Historians' Books


The African Diaspora in Asian Trade Routes and Cultural Memories

Shihan de Silva Jayasuriya |

Migration and diaspora studies are becoming more and more important with the increased movement of people across national borders and even continents. Being entangled with slavery and the slave trade, African diaspora studies have caught the attention of those outside academia also. Diasporists themselves are researching their ancestral histories and the rationale behind dispersals from their homelands, which has a momentum of its own.

Whilst there has been much scholarship on the westwards movement of Africans, what happened on the other side of Africa has received far less attention. During the past decade, however, more and more researchers have embarked on both field work and archival research in this much neglected area. But the research tends to be clustered in certain locations perhaps due to the availability of secondary sources or access to field work. In The African Diaspora in Asian Trade Routes and Cultural Memories (2010), I was able to add to our knowledge of African movement beyond South Asia.
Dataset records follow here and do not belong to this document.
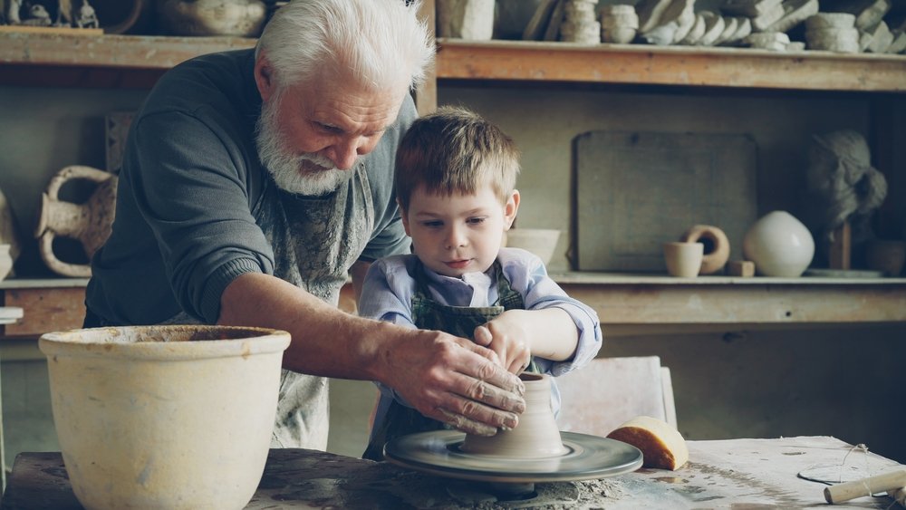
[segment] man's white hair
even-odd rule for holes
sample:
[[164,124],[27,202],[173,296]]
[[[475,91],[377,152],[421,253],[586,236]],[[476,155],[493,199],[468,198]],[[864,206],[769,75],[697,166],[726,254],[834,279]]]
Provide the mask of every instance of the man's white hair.
[[[408,5],[407,5],[408,4]],[[434,41],[417,16],[419,1],[293,0],[258,39],[278,90],[324,73],[374,90],[418,87]]]

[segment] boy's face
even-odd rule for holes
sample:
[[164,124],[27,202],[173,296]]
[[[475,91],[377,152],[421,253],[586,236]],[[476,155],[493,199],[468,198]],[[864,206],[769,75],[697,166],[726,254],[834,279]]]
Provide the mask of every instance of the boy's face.
[[419,186],[402,222],[422,264],[435,273],[458,277],[491,266],[518,208],[516,190],[501,204],[489,187],[475,195],[443,197]]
With the exception of the Black Dutchmen (Orang Belanda Hitam), Ghanaians who worked in the Dutch colonial army during the nineteenth and twentieth centuries, there has not been much attention paid to African movement to Southeast Asia. Perhaps the problem of identifying the ethnicity of slaves in records and the intertwining of various forms of slavery, the slave trade and indentured labour have contributed to this. Through the records of the Oriental and India Office collections in the British Library (London), I was able to learn about the impetus behind moving Africans over vast distances. I learnt about the origins of slaves, their names and ages, and the exact location of the East India Company factory they lived in. Once the British and Dutch swapped territories - Malacca for Bencoolen - after a Treaty in 1826, many Africans were relocated to the nearby island of Penang, a British territory at the time.
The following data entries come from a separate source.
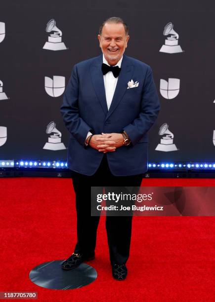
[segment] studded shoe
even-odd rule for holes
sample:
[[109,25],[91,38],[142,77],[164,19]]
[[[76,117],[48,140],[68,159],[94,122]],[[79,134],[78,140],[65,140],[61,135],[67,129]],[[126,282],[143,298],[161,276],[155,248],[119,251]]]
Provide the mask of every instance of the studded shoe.
[[128,270],[125,264],[119,265],[115,264],[112,266],[113,277],[116,280],[121,281],[125,280],[127,276]]
[[95,256],[85,257],[83,254],[73,254],[61,264],[61,267],[63,269],[73,269],[78,267],[84,261],[89,261],[95,259]]

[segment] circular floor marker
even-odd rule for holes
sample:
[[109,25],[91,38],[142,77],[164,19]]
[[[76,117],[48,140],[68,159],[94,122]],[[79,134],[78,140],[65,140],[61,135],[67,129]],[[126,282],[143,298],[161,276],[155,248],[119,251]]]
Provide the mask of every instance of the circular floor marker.
[[64,260],[45,262],[38,265],[29,273],[34,283],[51,289],[69,290],[88,285],[97,278],[95,269],[82,263],[77,268],[65,270],[61,268]]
It is generally assumed that Africans moved from the west coast of the continent to the New World and that any movement eastwards was from eastern Africa. But this assumption does not always hold. Some slaves in the East India Company factory at Bencoolen (Sumatra) had originated in Angola. Slaves were a heterogeneous group but this is not surprising because there were several waves of migration at different time periods involving various slavers. Many slaves had originated in Mozambique and Madagascar. But there were also a few Indonesian slaves from the islands of Nias and Batta, off the west coast of Sumatra, illustrating that there were both Asian and African slaves working for the Company.

Through the journal of a ship's captain, I learnt how slaves were obtained and more importantly how they resisted captivity. At Madagascar, the ship engaged in slave trading and boarded slaves who were taken to South Asia and to Southeast Asia. During the voyage from Madagascar to India, there were three incidents of resistance. A major rebellion lasting several hours caused casualties to both crew and slaves alike. Whilst Company slaves were delivered to a particular factory, others were picked up from those factories and taken to bases further afield.

Many migrants assimilated or integrated into local societies and given the lack of documentation it is not an easy task to ascertain their ultimate African origins. In the Atlantic World, Africans are associated with plantation slavery. Whilst researching the diaspora, I learnt the variety of tasks that Africans performed in Asia as sailors, soldiers, priests, musicians, interpreters, servants, jockeys and even rulers of the princely states of Janjira and Sachin, which became integrated into the new India, in 1948, a year after her independence. The nature of their work required close contact with Asians which helped assimilation. Religious conversions also inevitably led to acculturation. But the tension between integration and assimilation is apparent in the vibrant forms of their music. Whilst most other cultural traits have not survived, musical forms entangled with religious beliefs and practices, forms of entertainment and even as a form of resistance ring out the sounds of identity. The importance of music in the lives of African diasporists should be recognised and their talents developed by assisting them to preserve their oral traditions. Many Afro-diasporists are marginalised but they have an important role to play as cultural brokers between Africa and other continents, particularly in the performing arts. Recognition of their abilities and contributions in various areas is a way forward for integration.

Africans were moved to Macau (China) and Nagasaki (Japan) and even Timor. They were also taken to Peru, Mexico and Colombia. The global movement of Africans should be recognised. Public understanding of the African diaspora is inevitably influenced by the transatlantic slave trade. But it is important to make comparisons with migration to other continents, not only of coerced movement but also that which was voluntary. Whilst acknowledging the significance of the Atlantic experience, we also have to remember that for African sailors, traders and missionaries, free movement to other continents, both overland and across the world's giant waterways, was not uncommon. Although teaching of the slave trade is generally limited to the transatlantic case, in schools and even in universities there is scope to expand this to include the experiences of other parts in order to paint a more complete picture of global African migration.